Can 'Laudian' be used in any meaningful sense to describe the living out of a tradition within contemporary Anglicanism?  Can the use of a term derived from a (to say the least) somewhat controversial 17th century Archbishop of Canterbury have any relevance to the Anglican vocation and mission in the early 21st century?

To begin with, we can note that 'Laudian' has been used to describe expressions of Anglicanism beyond Laud's time at Canterbury.  Two significant examples come to mind.  R.S. Bosher's The Making of the Restoration Settlement (1951) pointed to the essential Laudian nature of the 1662 settlement - "the Laudian triumph".  Related to this, Stephen Hampton's Anti-Arminians: The Anglican Reformed Tradition from Charles II to George I (2008) has described a vibrant Reformed tradition within Restoration Anglicanism sharing a "commitment to the neo-Laudian liturgical agenda of the later Stuart Church".

There is a particular importance to this if we describe ourselves - after Andrew Davison - as 'Being a 1662 Anglican'.  To be committed to "understandings and practices that have been at the foundation of our church order since 1662" is to receive the gift of the 1662 settlement as an expression of Reformed Catholicity.  It is to be Laudian.

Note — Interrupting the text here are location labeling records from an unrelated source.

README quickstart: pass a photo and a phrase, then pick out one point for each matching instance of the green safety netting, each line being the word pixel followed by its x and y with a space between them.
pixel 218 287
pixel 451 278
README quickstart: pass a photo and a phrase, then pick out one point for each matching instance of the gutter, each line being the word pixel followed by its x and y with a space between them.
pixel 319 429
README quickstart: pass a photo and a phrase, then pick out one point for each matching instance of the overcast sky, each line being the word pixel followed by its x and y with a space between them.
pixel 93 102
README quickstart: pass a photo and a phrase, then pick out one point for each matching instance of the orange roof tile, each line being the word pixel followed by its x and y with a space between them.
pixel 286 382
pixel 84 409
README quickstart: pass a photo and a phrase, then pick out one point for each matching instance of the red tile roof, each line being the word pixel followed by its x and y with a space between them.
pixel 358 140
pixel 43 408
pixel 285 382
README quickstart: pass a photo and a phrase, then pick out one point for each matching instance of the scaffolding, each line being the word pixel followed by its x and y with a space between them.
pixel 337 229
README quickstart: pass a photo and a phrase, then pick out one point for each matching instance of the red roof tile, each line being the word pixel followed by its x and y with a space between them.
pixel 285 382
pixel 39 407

Davison's post focussed on the gift of episcopal order.  As Laud himself stated in 1637, in opposition to Puritan critics:

Our main crime is (would they all speak out, as some of them do) that we are bishops ... And I say further, that from the Apostles' times, in all ages, the Church of Christ was governed by bishops, and lay elders never heard of till Calvin's newfangled device at Geneva.

Laud is here echoing Hooker's insistence:

A thousand five hundred years and upward the Church of Christ hath now continued under the sacred Regiment of Bishops (LEP VII.1.4).

And that critique of Calvin is similarly seen in Hooker, who clearly enjoyed emphasising that the "wit ... even of Calvin" was incapable of proving the "divine authority" of the discipline "which Geneva adoreth" (Preface, 2.7-2.9).  To be a '1662 Anglican', to be Laudian, is to adhere to a Hooker-like vision of catholicity and episcopalianism.

Beyond this, however, what else can be said regarding the contemporary relevance of (neo-)Laudian identity?  Three characteristics can be considered.

Firstly, to be Laudian is to recognise the gifts that shape the core of the Anglican experience.  Historian Kevin Sharpe has said of Laud:

Attendance at the parish church and participation in a common service conducted according to the canons and Book of Common Prayer were for him the hallmarks of membership of the Church of England.

Place, Common Prayer, parish community: it was here that Laud saw the ecclesia Anglicana embodied, experienced, and lived out.  There are significant contemporary resonances here, in an age increasingly alert to the shallowness and emptiness of denials of the shared, the common, and the formative.

Secondly, it was at Laud's urging that the Church of Ireland in 1634 adopted the Articles of Religion.  In the words of Canon I of the Church of Ireland Canons of that year:

For the Manifestation of our Agreement with the Church of England, in the Confession of the same Christian Faith, and the Doctrine of the Sacraments: We do receive and approve the Book of Articles of Religion.

The Articles provide a statement of Reformed Catholicism - deeply patristic, robustly Augustinian, clearly yet moderately Reformed - which give a means of expressing the coherence of the reformed ecclesia Anglicana.  This too has contemporary resonance for an early 21st century Anglicanism plagued by, in the words of John Milbank, "theological incoherence".

Thirdly, alongside "theological incoherence", Milbank has also pointed to "[a]lmost ubiquitous liturgical chaos" within contemporary Anglicanism.  A (neo-)Laudian understanding offers an alternative vision of renewed conformity, in which the gift of Common Prayer shapes the prayer and spirituality of the parish over generations.  This includes shared, common practices, what Laud termed "restorations of the ancient and approved ceremonies in and from the beginning of the Reformation". In his study of the Oxford Movement, George Herring describes the essentially Laudian nature of the liturgical practice of the early Tractarians:

What the Tractarians of the earlier period sought to achieve was a ceremonial that was explicitly Anglican, derived from the Prayer Book, the Canons of 1603, and precedent such as the Laudians of the seventeenth century; a ceremonial which was intended to be adopted by all Anglicans irrespective of theological viewpoint or party. 

Far from being an exercise in irrelevant antiquarianism (and, yes, I am thinking about that site), an affirmation of a Laudian vision is oriented towards the renewal of the experience of parish, place, and Common Prayer, the rediscovery of theological coherence, and re-receiving shared liturgical practices.  These gifts can seem quite ordinary and unspectacular, but it is such ordinary and unspectacular characteristics which are capable of nurturing faith, prayer, and discipleship in places, communities, and lives disoriented by the emptiness of secularism's 'buffered self', and in which there is a desire for the meaning, joy, and hope bestowed by grace-filled rhythms and relationships, places and experiences.